Okesulsel.com, JAKARTA - PT Bukit Asam Tbk (PTBA) optimistis pembangunan pembangkit listrik tenaga uap (PLTU) Sumsel 8 2X620 MW akan tuntas pada kuartal I-2022. Sedangkan progres proyek tersebut diharapkan pada akhir tahun ini akan selesai mencapai 65%, Rabu, (28/10/2020)
Direktur Keuangan Bukit Asam Mega Satria mengatakan, walaupun Indonesia saat ini dihadang dengan persoalan pandemi COVID-19, namun pembangunan PLTU Sumsel 8 masih berjalan dengan baik. Bahkan, progress pembangunannya telah mencapai 45% hingga kini. “Memang ada sedikit penyesuaian waktu, namun diharapkan akhir tahun ini pembangunannya bisa tuntas 65% dan 100% pada kuartal I-2022,” terang Mega Satri dalam acara Konferensi Pers secara Virtual.
Proyek PLTU Sumsel 8 diperkirakan membutuhkan batu bara sebanyak 5,7 juta ton per tahun. Dalam membangun PLTU ini, perseroan menggandeng China Huadian Hongkong Company Ltd dengan membentuk perusahaan konsorsium bernama PT Huadian Bukit Asam Power (HBAP).
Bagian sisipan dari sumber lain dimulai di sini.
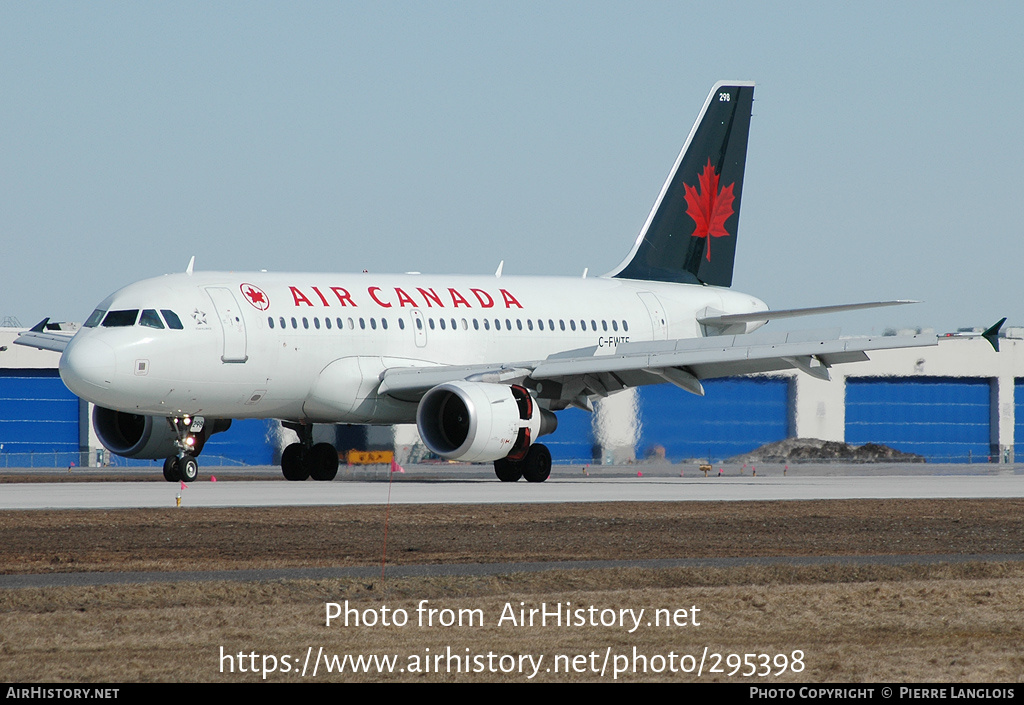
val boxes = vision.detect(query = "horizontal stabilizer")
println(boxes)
[697,299,921,326]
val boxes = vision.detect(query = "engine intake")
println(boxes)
[416,382,558,462]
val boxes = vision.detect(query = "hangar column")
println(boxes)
[988,374,1015,463]
[791,369,846,442]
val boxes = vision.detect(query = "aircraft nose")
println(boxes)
[59,338,115,399]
Proyek ini menelan investasi sekurangnya US$ 1,68 miliar.
Selain membangun PLTU Sumsel 8, perseroan sedang mengerjakan pembangunan rooftop solar di Bandara Soekarno Hatta. Proyek investasi US$ 194.400 ini akan selesai tahun ini. Bukit Asam sebelumnya juga telah memiliki tiga PLTU. Pertama, PLTU Banjarsari yang beroperasi sejak 2015. Lalu, ada PLTU Tanjung Enim yang beroperasi sejak 2012 dan PLTU Pelabuhan Tarahan yang beroperasi sejak 2013.
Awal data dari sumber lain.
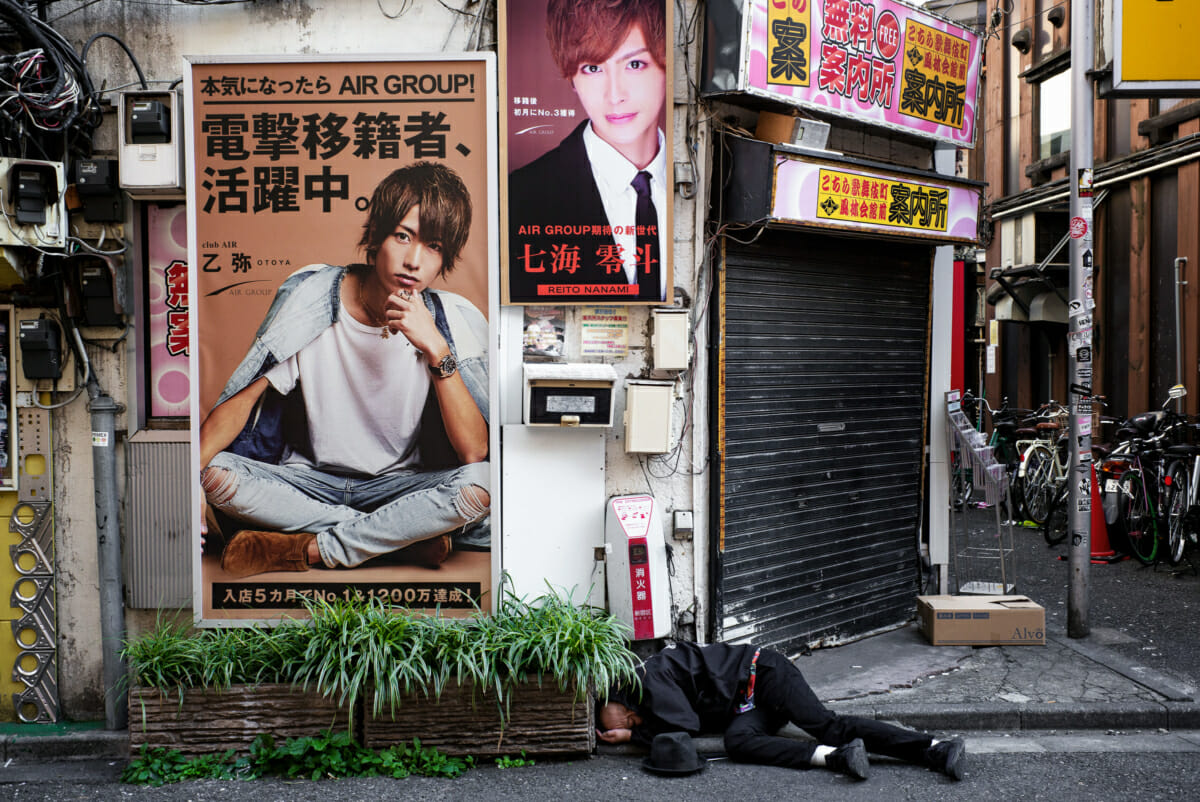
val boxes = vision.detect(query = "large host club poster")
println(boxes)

Lebih lanjut Mega Satria, perseroan juga tengah meningkatkan kapasitas angkutan kereta api batu bara. “Proyek jalur kereta baru Tanjung Enim-Kramasan tersebut ditargetkan selesai pada 2024. Kemudian, perseroan juga sedang membangun jalur Tarahan 2 yang akan selesai pada 2025,” jelasnya.
Selain jalur kereta baru, sambung Mega Satria, perseroan juga akan meningkatkan kapasitas jalur kereta Tanjung Enim-Kertapati dan Tanjung Enim-Tarahan. “Dengan peningkatan kapasitas jalur kereta batu bara, kapasitas angkut perseroan bisa bertambah hingga lebih dari 30 juta ton per tahun,” tegasnya.
Investasi lain yang dilakukan perseroan ini, imbuh Mega Satria, adalah proyek konversi batubara bersama Air Product and Chemicals Inc dan Pertamina. Saat ini, perseroan tengah mematangkan proses front end engineering design (FEED) yang diikuti dengan tahap engineering procurement and construction (EPC).
“Proyek pabrik diperkirakan menelan investasi hingga US$ 3,2 miliar. Pabrik tersebut ditargetkan mulai produksi komersial pada tahun 2025 dengan konsumsi batubara sekitar 6 juta ton per tahun selama minimal 20 tahun. Air Products merupakan pihak yang bertindak sebagai investor bisnis upstream dan downstream,” kata Mega.
Perluas Pasar tahun ini, kata Mega, Bukit Asam berencana menjual batu bara ke beberapa negara baru, seperti Brunei Darussalam, Vietnam dan Australia. Ekspansi ke pasar baru ini dilakukan untuk mengantisipasi penurunan penjualan ke negara tujuan utama yang terkena dampak COVID-19.
Pada semester I-2020, penjualan ekspor mencapai 5,2 juta ton. Jumlah ekspor tersebut mencapai 41,4% dari penjualan keseluruhan yang mencapai 12,5 juta ton hingga Juni 2020. Sementara untuk penjualan batu bara domestik masih menjadi prioritas perusahaan dengan porsi sebanyak 58,6% atau sekitar 7,3 juta ton.
“Dari sisi produksi, perseroan memproyeksi produksi batubara sebanyak 25 juta ton tahun ini. Hingga Juni 2020, tercatat sebanyak 11,9 juta ton. Kemudian kapasitas angkutan batu bara mencapai 11,7 juta ton di periode yang sama,” pungkas Direktur Keuangan Bukit Asam Mega Satria.